Reed vowed to practice daily during the pandemic, playing many standards, trying different interpretations with the result being those two that made the album.   The two pieces seem to serve as preludes of sorts for the solemn “Walltz,” a heartfelt tribute to the late trumpeter Wallace Roney (one of the first Jazz casualties of COVID-19), whom Reed met during his late teens and played with periodically over the years, most notably during a memorable week at Catalina Bar & Grill after his return to Los Angeles.  Lewis plays a gorgeous soprano solo in honor of Roney, the Miles Davis protégé. 

“Bebophobia,” is interspersed between the ballad and gospel sections.

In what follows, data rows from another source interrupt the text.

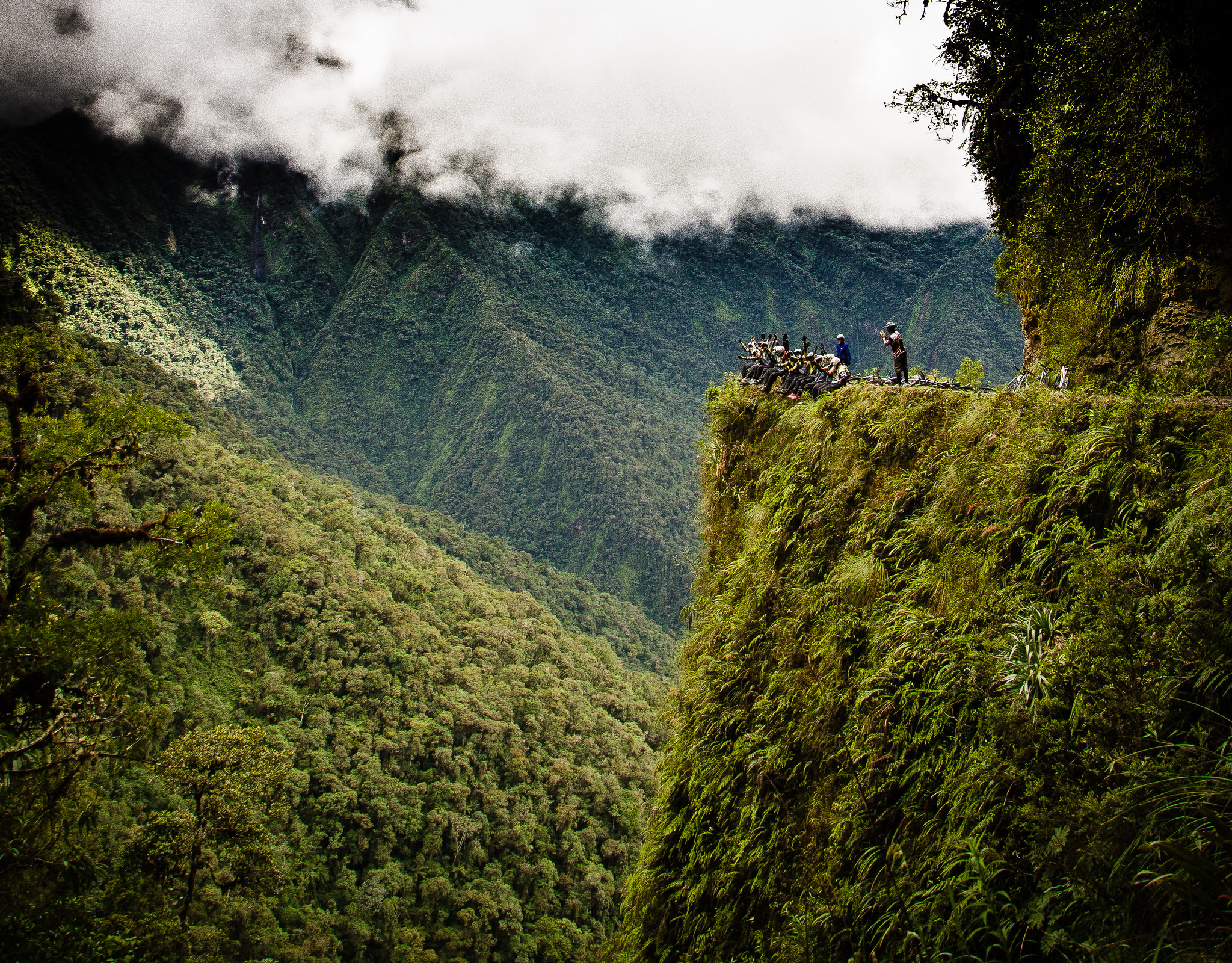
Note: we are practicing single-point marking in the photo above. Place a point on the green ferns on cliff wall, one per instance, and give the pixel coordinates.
(960, 685)
(519, 368)
(1104, 135)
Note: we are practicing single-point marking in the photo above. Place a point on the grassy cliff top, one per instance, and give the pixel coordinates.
(959, 683)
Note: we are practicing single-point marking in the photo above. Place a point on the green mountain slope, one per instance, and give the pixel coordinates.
(954, 315)
(522, 370)
(959, 686)
(638, 642)
(469, 776)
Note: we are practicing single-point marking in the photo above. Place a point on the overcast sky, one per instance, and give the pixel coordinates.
(670, 111)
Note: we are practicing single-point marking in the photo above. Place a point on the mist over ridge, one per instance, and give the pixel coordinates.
(664, 116)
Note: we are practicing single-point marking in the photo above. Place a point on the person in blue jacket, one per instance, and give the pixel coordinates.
(843, 352)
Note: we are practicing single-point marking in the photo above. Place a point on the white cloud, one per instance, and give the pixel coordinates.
(671, 111)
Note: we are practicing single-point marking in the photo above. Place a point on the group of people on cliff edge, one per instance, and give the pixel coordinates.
(773, 365)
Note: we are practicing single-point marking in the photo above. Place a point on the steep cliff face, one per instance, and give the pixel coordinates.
(1101, 131)
(959, 684)
(523, 370)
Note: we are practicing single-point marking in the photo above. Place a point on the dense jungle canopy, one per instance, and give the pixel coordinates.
(249, 712)
(345, 547)
(519, 368)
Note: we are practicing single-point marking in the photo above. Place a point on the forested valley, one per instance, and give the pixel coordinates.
(413, 580)
(519, 368)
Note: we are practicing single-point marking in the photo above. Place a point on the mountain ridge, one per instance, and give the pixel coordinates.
(524, 370)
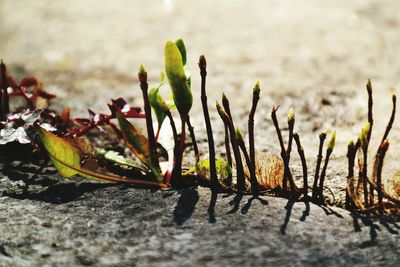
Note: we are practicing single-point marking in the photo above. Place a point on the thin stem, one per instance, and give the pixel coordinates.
(371, 122)
(173, 127)
(364, 176)
(175, 135)
(149, 122)
(194, 141)
(210, 136)
(242, 146)
(370, 105)
(323, 173)
(287, 172)
(177, 172)
(4, 105)
(392, 117)
(241, 183)
(351, 154)
(289, 147)
(322, 137)
(300, 150)
(381, 152)
(228, 152)
(252, 167)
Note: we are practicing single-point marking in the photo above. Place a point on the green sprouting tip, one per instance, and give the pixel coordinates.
(219, 108)
(332, 141)
(225, 100)
(291, 115)
(239, 135)
(351, 144)
(182, 48)
(175, 72)
(369, 85)
(256, 89)
(141, 69)
(364, 135)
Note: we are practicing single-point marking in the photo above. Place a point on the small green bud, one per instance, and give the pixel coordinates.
(256, 89)
(182, 49)
(364, 135)
(351, 144)
(291, 116)
(239, 136)
(222, 113)
(332, 141)
(177, 78)
(225, 101)
(142, 74)
(369, 85)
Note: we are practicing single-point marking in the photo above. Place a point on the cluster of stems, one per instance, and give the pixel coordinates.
(234, 139)
(373, 183)
(317, 190)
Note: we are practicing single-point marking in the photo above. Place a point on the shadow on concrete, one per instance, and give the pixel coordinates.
(59, 193)
(186, 205)
(373, 222)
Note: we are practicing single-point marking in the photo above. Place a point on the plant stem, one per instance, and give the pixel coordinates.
(149, 122)
(381, 155)
(194, 141)
(323, 173)
(4, 105)
(228, 152)
(210, 136)
(287, 172)
(304, 165)
(364, 176)
(371, 122)
(289, 147)
(370, 105)
(241, 183)
(315, 191)
(351, 154)
(391, 120)
(252, 167)
(177, 172)
(176, 141)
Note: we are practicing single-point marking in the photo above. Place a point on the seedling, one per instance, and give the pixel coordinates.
(358, 196)
(64, 139)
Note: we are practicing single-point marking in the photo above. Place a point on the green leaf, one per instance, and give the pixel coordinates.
(177, 79)
(61, 152)
(117, 158)
(66, 157)
(203, 169)
(137, 143)
(182, 49)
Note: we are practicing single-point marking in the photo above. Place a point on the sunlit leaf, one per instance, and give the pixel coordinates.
(203, 169)
(66, 157)
(117, 158)
(177, 78)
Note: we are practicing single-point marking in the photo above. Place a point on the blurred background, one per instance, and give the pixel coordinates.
(89, 51)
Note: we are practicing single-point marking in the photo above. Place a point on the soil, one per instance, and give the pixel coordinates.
(315, 57)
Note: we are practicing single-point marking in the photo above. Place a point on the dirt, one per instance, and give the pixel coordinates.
(315, 57)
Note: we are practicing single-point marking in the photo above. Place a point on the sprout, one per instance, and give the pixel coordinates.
(332, 141)
(181, 91)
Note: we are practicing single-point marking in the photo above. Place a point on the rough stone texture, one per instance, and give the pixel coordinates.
(311, 55)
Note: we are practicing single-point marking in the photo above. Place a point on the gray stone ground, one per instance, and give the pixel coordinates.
(310, 55)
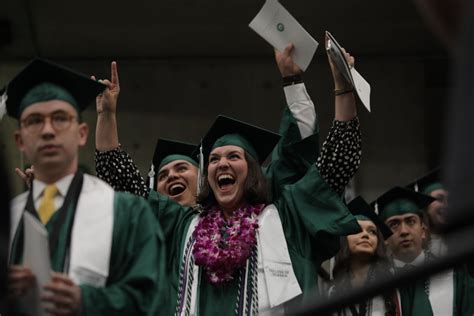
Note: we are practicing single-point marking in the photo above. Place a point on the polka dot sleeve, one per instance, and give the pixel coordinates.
(341, 153)
(117, 168)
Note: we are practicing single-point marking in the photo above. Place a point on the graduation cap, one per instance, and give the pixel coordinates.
(428, 183)
(401, 201)
(363, 211)
(42, 80)
(166, 151)
(256, 141)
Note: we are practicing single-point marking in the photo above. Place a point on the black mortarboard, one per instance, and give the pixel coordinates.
(400, 201)
(427, 183)
(42, 80)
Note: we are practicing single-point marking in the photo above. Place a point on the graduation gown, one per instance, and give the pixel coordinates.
(415, 302)
(312, 217)
(119, 277)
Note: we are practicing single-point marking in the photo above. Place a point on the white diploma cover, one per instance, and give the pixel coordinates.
(279, 28)
(35, 257)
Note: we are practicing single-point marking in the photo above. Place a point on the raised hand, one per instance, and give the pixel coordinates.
(107, 101)
(285, 63)
(339, 80)
(20, 280)
(64, 295)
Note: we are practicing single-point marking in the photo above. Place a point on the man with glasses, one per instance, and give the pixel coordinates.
(447, 293)
(103, 245)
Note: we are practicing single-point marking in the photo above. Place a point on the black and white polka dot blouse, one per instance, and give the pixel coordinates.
(337, 163)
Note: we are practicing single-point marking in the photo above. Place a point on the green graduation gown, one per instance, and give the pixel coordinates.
(137, 243)
(312, 215)
(415, 302)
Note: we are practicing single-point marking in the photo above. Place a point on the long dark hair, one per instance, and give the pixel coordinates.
(255, 186)
(379, 264)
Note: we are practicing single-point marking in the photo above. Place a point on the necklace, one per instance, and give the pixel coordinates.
(221, 247)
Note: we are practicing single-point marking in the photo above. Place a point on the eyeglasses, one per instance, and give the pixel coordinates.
(59, 120)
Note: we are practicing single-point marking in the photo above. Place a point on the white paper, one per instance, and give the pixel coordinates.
(35, 257)
(361, 86)
(279, 28)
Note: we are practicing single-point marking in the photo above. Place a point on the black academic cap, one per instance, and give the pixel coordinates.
(256, 141)
(427, 183)
(400, 201)
(168, 150)
(79, 86)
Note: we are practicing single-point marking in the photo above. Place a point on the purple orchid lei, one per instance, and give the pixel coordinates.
(222, 247)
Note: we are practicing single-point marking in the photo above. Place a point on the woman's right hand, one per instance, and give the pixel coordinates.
(106, 102)
(339, 81)
(20, 280)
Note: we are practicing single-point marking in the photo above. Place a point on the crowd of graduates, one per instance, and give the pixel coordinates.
(239, 224)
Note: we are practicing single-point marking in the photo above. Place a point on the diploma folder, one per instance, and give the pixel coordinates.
(360, 85)
(35, 257)
(279, 28)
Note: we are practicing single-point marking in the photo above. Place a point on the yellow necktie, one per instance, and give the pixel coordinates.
(46, 209)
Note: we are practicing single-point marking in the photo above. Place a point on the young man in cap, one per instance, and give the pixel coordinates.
(447, 293)
(103, 245)
(430, 184)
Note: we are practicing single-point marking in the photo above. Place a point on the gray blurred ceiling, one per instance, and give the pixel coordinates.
(86, 29)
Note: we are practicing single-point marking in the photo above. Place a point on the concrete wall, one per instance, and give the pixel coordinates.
(179, 98)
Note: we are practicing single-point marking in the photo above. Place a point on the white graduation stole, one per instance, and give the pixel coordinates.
(280, 283)
(91, 238)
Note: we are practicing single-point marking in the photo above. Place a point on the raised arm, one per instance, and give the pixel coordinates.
(299, 146)
(297, 98)
(341, 152)
(113, 165)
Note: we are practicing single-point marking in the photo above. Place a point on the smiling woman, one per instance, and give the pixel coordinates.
(241, 252)
(362, 260)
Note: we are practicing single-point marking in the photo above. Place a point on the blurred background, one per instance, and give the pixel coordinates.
(181, 63)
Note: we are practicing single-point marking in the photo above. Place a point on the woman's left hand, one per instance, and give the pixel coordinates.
(339, 81)
(65, 295)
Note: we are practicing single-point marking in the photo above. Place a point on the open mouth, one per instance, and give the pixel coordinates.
(405, 243)
(176, 189)
(225, 180)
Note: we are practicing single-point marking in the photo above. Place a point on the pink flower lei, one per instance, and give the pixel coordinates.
(222, 247)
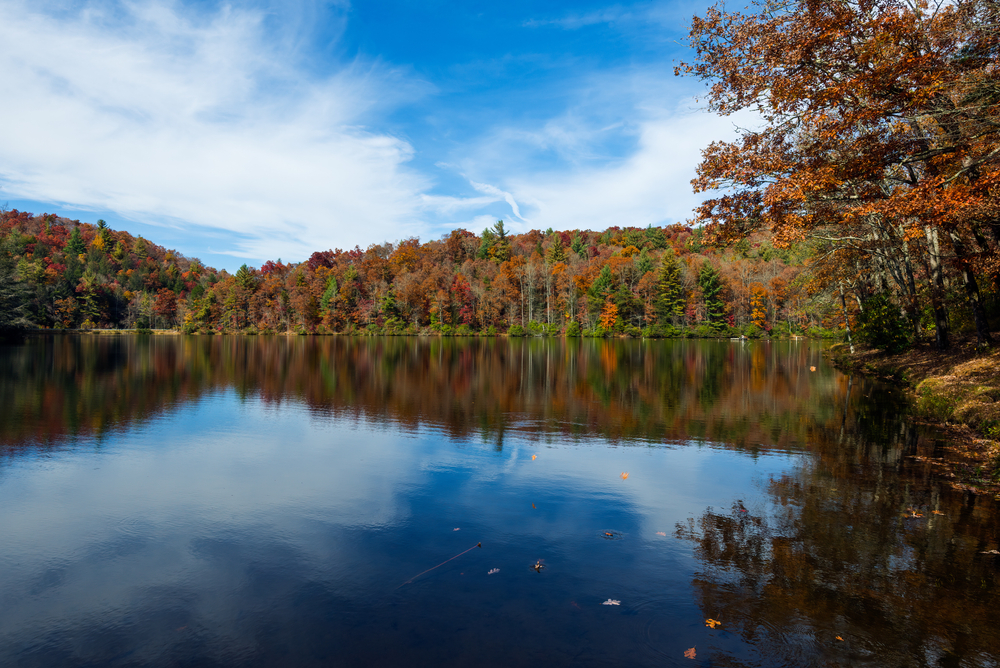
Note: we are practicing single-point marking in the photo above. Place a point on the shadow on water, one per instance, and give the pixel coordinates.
(838, 548)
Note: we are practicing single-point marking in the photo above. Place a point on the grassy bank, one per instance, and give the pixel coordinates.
(957, 390)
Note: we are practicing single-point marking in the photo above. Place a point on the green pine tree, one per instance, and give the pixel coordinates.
(556, 252)
(669, 292)
(75, 245)
(710, 282)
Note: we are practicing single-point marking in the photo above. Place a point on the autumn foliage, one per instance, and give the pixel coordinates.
(625, 281)
(878, 133)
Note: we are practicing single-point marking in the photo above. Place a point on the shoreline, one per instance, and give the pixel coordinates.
(956, 392)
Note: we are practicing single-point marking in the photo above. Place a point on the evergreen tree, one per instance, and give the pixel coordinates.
(601, 289)
(710, 282)
(246, 279)
(556, 252)
(656, 238)
(643, 263)
(75, 245)
(669, 293)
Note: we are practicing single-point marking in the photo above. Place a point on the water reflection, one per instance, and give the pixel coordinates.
(242, 501)
(752, 395)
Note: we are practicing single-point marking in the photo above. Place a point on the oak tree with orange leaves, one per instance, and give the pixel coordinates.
(878, 137)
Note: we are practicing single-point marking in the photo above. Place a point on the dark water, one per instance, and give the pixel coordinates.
(263, 502)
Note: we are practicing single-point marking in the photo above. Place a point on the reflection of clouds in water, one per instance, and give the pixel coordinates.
(93, 526)
(220, 518)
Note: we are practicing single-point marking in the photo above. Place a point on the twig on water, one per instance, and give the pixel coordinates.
(410, 581)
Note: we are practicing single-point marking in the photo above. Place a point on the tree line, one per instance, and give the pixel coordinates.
(654, 281)
(879, 136)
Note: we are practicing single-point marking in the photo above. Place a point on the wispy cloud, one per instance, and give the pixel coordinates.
(621, 153)
(178, 118)
(496, 192)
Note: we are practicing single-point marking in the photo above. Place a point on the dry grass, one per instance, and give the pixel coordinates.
(957, 390)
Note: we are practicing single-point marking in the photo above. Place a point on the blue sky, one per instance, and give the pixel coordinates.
(249, 131)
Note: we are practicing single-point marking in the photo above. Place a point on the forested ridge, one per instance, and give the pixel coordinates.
(867, 199)
(634, 281)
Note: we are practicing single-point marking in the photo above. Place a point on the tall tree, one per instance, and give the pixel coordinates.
(876, 115)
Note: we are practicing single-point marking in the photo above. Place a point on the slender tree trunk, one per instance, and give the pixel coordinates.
(937, 288)
(911, 284)
(847, 320)
(971, 291)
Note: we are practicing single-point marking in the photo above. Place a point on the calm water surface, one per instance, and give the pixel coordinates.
(221, 501)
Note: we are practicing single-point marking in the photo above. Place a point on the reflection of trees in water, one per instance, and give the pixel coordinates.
(749, 396)
(850, 545)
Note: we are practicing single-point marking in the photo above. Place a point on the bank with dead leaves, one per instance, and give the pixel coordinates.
(957, 391)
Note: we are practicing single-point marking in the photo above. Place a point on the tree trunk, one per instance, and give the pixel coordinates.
(937, 288)
(971, 291)
(847, 320)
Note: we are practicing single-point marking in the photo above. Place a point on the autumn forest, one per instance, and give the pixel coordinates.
(864, 204)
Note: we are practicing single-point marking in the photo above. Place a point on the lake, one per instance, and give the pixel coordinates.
(263, 501)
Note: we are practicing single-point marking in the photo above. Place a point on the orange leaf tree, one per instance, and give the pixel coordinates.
(878, 137)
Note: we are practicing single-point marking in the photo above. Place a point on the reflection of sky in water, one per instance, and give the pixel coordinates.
(229, 530)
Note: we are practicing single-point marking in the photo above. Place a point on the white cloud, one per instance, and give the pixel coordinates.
(163, 116)
(650, 186)
(500, 194)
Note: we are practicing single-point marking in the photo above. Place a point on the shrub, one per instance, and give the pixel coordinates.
(881, 325)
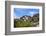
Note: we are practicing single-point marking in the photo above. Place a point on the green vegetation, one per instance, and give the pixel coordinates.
(31, 22)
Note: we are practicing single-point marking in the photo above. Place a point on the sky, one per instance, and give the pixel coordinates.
(18, 12)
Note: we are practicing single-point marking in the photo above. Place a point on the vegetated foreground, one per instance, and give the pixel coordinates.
(27, 21)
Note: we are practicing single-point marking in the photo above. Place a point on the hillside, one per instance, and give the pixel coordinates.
(27, 21)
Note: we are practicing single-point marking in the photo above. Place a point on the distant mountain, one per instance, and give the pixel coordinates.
(26, 21)
(34, 18)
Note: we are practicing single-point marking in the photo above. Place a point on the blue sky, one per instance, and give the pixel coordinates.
(25, 11)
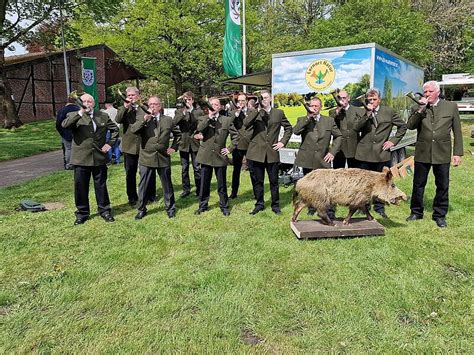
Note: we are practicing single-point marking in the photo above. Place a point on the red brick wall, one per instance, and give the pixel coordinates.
(37, 103)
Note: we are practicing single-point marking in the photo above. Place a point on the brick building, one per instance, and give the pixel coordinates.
(38, 80)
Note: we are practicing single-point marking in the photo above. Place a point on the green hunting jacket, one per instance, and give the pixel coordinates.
(264, 136)
(87, 143)
(155, 140)
(372, 139)
(345, 121)
(243, 133)
(187, 123)
(215, 133)
(434, 126)
(316, 139)
(127, 117)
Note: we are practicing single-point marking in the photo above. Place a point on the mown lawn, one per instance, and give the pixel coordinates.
(209, 284)
(29, 139)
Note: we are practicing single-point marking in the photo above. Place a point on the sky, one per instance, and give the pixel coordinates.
(289, 72)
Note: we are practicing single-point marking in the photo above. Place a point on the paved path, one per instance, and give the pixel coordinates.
(19, 170)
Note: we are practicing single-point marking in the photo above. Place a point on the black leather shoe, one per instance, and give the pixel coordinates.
(413, 217)
(185, 194)
(140, 215)
(80, 220)
(441, 222)
(108, 217)
(256, 210)
(382, 214)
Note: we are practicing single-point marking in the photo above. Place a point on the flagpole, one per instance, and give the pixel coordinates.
(244, 54)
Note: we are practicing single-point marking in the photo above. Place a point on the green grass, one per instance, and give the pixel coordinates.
(29, 139)
(210, 284)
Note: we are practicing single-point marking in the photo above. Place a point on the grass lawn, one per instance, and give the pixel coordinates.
(293, 112)
(29, 139)
(211, 284)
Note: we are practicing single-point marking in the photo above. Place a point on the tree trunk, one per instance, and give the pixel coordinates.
(8, 106)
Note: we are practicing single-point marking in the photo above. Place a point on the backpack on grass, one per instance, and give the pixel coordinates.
(31, 206)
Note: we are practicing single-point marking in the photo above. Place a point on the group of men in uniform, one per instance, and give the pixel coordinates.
(351, 136)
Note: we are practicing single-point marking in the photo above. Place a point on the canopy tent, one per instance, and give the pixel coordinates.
(261, 79)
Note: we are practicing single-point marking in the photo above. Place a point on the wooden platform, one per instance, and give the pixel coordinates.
(314, 229)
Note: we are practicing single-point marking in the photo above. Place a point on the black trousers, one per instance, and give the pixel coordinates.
(185, 160)
(82, 177)
(148, 179)
(257, 169)
(205, 190)
(379, 207)
(441, 200)
(237, 158)
(340, 161)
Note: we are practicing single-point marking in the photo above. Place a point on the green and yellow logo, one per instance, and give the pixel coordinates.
(320, 74)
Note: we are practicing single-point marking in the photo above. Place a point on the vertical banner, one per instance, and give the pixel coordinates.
(89, 78)
(232, 53)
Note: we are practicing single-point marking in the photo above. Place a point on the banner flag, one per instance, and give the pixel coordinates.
(232, 53)
(89, 78)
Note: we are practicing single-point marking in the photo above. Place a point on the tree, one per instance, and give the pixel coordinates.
(179, 43)
(451, 43)
(19, 17)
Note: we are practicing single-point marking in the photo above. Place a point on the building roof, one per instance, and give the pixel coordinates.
(116, 69)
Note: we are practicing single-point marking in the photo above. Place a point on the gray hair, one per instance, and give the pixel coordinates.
(431, 83)
(317, 99)
(372, 92)
(134, 89)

Bebop lovers will recognize it as a contrafact of “Cherokee,” the tune associated with both Bird and Clifford Brown. This time Lewis makes his statement on tenor via an undiscovered original line that the iconic bebop tenor saxophonist Teddy Edwards (who hired teenaged Reed for more than a few Los Angeles gigs during the 1980s) might have played during bebop’s glory days.

Then, eight tracks in, we get to the gospel section which concludes the album. The gospel section has been a frequent custom of Reed’s over the past 15 years as his father pastored a Baptist church in Philadelphia and Los Angeles. These are borne out of the murders of blacks and the ensuring unrest about racial injustice during the summer.  Reed explains, “The messages of ‘We Shall Overcome,’ ‘Come Sunday,’ and the ebullient ‘Hymn of Faith’ go hand in hand.” His original composition “Make Me Better,” sung by the soulful Henry Jackson, “puts a fine point on everything I’m hoping and wishing for –that I will be made better by this experience, and that I will encourage other people to be better as well.”  These are all solo piano pieces with Jackson’s vocal giving the project a special crowning touch. Reed brings the trio back for the rousing blues of “The Break” before taking us to church on solo piano for the closer, “Hymn of Faith,” rife with exclamatory, optimistic notes, capping off this deeply personal work.